# Introduction
 In this assignment, you will do exercises on arcpy.Exists(), arcpy.Walk(), arcpy.da.Describe(), python list comprehension, arcpy.da.SearchCursor, and arcpy.da.InsertCursor(). In each section, a code block is provided but not ready to run. You need to add this notebook to ArcGIS Pro, modify each block to make it runable, keep the output message , and write an explanation of the code block. 

 Data preparation: 
 Use the same zip file from assignment 4 for this exercise. The zip file contains a geodatabase and a folder with shapefles. Download the data from the [data](../data) folder of the github website. Extract the zip file and use the geodatabase and the folder containing the shapefiles accordingly.  

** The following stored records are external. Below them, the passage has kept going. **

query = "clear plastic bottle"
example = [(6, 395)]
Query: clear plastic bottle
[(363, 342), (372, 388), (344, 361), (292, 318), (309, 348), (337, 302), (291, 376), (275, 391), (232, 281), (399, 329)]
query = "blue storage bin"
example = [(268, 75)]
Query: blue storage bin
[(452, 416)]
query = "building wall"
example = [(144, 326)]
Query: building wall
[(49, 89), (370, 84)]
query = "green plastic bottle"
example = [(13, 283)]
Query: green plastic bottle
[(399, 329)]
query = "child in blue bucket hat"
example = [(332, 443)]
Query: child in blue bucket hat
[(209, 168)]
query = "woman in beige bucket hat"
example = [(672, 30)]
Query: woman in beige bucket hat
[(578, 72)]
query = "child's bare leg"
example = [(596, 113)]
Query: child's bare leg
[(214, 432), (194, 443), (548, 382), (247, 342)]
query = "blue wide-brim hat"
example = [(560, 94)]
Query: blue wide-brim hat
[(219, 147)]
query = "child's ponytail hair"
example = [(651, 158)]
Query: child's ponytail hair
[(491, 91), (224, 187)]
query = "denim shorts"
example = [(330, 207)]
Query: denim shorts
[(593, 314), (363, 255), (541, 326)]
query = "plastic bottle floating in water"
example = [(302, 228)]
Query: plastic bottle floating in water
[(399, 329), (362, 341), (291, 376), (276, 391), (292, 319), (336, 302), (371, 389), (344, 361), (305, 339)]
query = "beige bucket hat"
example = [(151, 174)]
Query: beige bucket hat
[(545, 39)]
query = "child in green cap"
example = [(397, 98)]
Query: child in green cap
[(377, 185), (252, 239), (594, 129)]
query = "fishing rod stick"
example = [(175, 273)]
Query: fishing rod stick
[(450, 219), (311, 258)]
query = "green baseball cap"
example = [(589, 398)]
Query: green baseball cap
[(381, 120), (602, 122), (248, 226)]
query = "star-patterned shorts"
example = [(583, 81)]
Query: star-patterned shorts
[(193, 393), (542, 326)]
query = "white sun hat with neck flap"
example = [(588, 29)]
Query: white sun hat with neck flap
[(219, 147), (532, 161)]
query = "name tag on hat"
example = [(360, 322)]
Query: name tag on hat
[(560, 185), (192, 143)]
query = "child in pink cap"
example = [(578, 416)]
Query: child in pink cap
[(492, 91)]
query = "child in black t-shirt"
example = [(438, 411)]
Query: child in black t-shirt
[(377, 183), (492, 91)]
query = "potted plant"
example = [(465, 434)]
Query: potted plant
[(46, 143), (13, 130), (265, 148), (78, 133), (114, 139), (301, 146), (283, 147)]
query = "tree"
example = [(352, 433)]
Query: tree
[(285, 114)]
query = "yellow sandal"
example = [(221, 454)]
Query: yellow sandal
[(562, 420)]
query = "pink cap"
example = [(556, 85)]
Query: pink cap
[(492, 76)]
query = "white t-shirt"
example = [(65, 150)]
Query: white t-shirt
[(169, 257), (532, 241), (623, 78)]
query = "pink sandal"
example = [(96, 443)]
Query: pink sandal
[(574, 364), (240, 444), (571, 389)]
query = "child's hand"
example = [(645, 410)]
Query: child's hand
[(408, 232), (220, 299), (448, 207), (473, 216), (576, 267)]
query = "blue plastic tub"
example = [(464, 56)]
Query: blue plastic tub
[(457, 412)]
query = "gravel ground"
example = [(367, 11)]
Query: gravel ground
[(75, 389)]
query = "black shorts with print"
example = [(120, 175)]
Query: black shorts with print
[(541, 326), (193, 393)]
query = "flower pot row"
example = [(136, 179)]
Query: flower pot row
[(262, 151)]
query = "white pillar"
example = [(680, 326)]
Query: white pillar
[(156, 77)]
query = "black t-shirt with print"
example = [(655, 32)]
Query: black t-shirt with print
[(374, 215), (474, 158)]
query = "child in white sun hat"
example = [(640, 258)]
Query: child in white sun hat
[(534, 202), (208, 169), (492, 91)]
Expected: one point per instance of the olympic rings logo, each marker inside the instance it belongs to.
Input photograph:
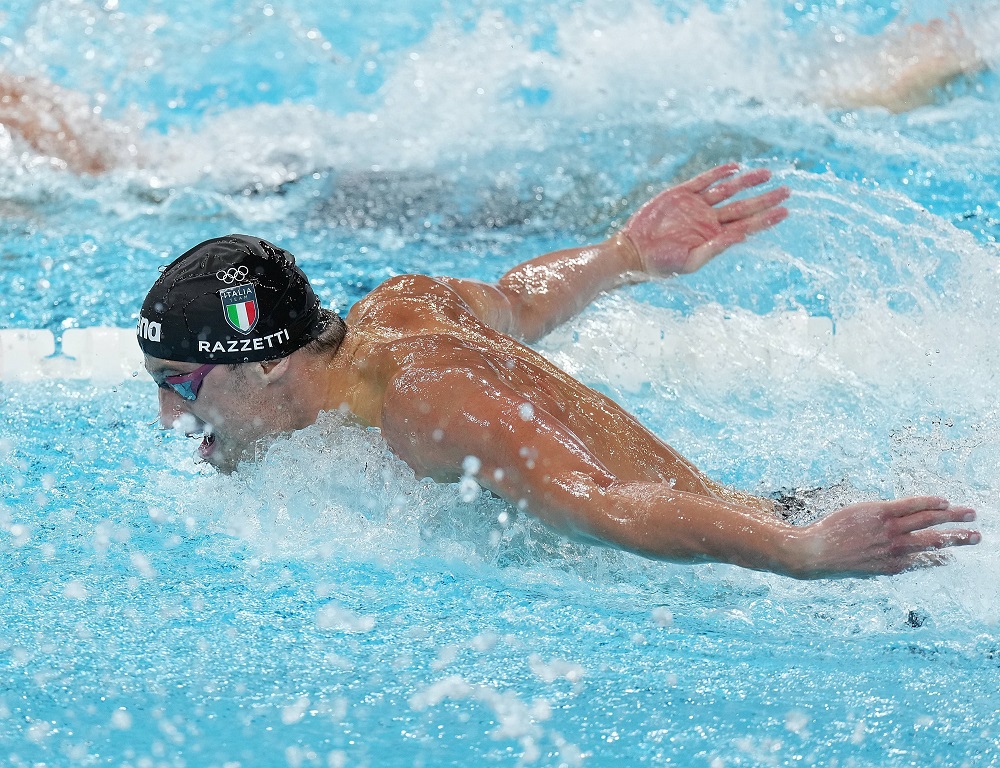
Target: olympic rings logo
(232, 274)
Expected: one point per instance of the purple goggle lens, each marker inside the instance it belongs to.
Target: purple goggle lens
(187, 384)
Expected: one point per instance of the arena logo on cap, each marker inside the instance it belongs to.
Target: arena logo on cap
(239, 304)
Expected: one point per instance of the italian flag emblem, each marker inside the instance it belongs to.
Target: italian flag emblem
(239, 304)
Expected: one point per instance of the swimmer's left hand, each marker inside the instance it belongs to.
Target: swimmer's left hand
(683, 227)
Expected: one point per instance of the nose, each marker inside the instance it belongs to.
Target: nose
(172, 406)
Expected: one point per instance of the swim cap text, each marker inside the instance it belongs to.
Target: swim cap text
(245, 345)
(147, 330)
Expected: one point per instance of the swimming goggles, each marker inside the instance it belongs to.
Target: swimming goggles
(187, 384)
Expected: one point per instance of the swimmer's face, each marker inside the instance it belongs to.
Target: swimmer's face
(233, 413)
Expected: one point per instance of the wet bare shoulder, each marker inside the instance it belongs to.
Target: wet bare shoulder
(411, 304)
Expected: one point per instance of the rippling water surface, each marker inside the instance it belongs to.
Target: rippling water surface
(323, 606)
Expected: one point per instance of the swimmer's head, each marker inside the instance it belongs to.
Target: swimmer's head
(234, 299)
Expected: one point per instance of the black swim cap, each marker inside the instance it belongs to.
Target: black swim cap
(234, 299)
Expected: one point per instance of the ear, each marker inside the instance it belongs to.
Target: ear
(274, 370)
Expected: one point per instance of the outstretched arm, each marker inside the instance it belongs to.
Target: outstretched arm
(908, 64)
(47, 118)
(532, 459)
(676, 232)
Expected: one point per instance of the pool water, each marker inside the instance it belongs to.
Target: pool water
(324, 607)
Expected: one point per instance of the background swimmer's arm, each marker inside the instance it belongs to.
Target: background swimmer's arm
(43, 115)
(676, 232)
(536, 462)
(907, 66)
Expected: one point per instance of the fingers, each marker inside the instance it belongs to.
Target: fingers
(742, 209)
(735, 185)
(911, 504)
(734, 232)
(929, 540)
(704, 180)
(927, 518)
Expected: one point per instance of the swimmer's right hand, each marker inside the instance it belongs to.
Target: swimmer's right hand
(882, 537)
(685, 226)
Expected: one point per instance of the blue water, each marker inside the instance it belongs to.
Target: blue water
(324, 607)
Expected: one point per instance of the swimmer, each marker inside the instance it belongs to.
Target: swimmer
(241, 350)
(56, 123)
(900, 71)
(905, 66)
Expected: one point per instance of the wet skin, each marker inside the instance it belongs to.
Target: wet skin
(436, 365)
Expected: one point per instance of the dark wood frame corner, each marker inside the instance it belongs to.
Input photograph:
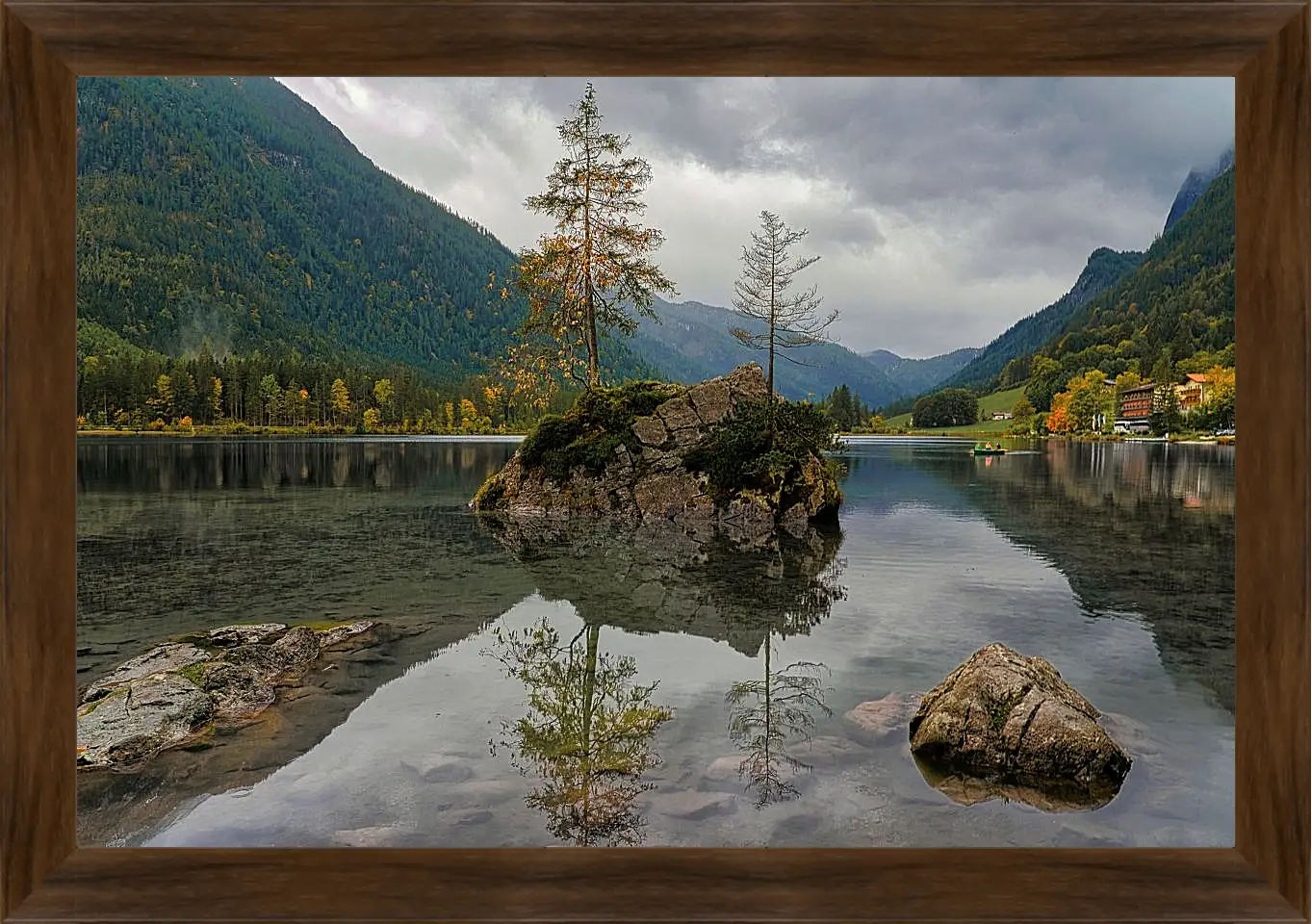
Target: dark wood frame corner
(45, 43)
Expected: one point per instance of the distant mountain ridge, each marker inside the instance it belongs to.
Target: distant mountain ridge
(914, 377)
(1196, 184)
(1105, 268)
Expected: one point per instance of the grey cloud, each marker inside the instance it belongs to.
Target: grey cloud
(1017, 180)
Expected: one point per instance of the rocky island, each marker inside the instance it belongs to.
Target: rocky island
(180, 693)
(723, 451)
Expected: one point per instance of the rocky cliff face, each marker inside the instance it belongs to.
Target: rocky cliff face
(639, 453)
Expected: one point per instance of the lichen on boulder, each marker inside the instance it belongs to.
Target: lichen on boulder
(177, 693)
(1009, 719)
(718, 451)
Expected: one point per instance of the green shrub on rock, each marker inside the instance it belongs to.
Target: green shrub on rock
(763, 447)
(588, 433)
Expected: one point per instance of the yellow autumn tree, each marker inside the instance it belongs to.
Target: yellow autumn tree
(581, 277)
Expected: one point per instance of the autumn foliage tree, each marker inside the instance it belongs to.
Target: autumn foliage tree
(582, 277)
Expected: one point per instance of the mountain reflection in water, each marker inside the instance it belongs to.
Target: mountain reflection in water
(667, 690)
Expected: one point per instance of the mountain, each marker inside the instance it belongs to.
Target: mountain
(1196, 184)
(1175, 305)
(228, 210)
(916, 377)
(693, 343)
(1001, 363)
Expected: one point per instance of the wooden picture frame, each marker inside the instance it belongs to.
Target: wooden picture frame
(46, 43)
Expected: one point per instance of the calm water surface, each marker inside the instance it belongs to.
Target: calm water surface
(1113, 560)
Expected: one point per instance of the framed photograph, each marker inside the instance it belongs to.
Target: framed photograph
(327, 423)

## Read a text file for data and write them into a feature class using InsertCursor

- This code uses the points.csv file in the same folder of the notebook 
- Modify the geodatabase_path variable to make it work and write the "points" feature class in your geodatabase


In [3]:
import arcpy
import csv

# Prompt for user input
csv_file_path = r"C:\Users\cecil\Documents\ArcGIS\Projects\GEOG4057\points.csv"
geodatabase_path = r"C:\Users\cecil\Documents\ArcGIS\Projects\GEOG4057\ex8\Austin_data.gdb"
feature_class_name = "points"

# Determine the number of fields and field names from the CSV header
with open(csv_file_path, 'r') as csv_file:
    csv_reader = csv.reader(csv_file)
    header = next(csv_reader)
    num_fields = len(header)

# Create a new point feature class
sr = arcpy.SpatialReference(4326)  
arcpy.CreateFeatureclass_management(geodatabase_path, feature_class_name, "POINT", spatial_reference=sr)

# Add fields to the feature class based on the CSV header
field_info = arcpy.ListFields(geodatabase_path + "/" + feature_class_name)
field_names = [field.name for field in field_info]
for field in header:
    if field not in field_names:
        arcpy.AddField_management(geodatabase_path + "/" + feature_class_name, field, "DOUBLE")

# Create a cursor for inserting point features with additional fields
cursor_fields = ["SHAPE@X", "SHAPE@Y"] + header
with arcpy.da.InsertCursor(geodatabase_path + "/" + feature_class_name, cursor_fields) as cursor:
    # Read data from the CSV file and create point features with attributes
    with open(csv_file_path, 'r') as csv_file:
        csv_reader = csv.reader(csv_file)
        
        # Skip the header row (if present)
        next(csv_reader, None)
        
        for row in csv_reader:
            x = float(row[0])
            y = float(row[1])
            additional_fields = row
            cursor.insertRow((x, y) + tuple(additional_fields))

print(f"New point feature class '{feature_class_name}' created in '{geodatabase_path}' with {num_fields} fields.")

New point feature class 'points' created in 'C:\Users\cecil\Documents\ArcGIS\Projects\GEOG4057\ex8\Austin_data.gdb' with 5 fields.


**Edit this block to answer these three questions**

### Q1: Line by line, explain what was done in the code. (20 pnts)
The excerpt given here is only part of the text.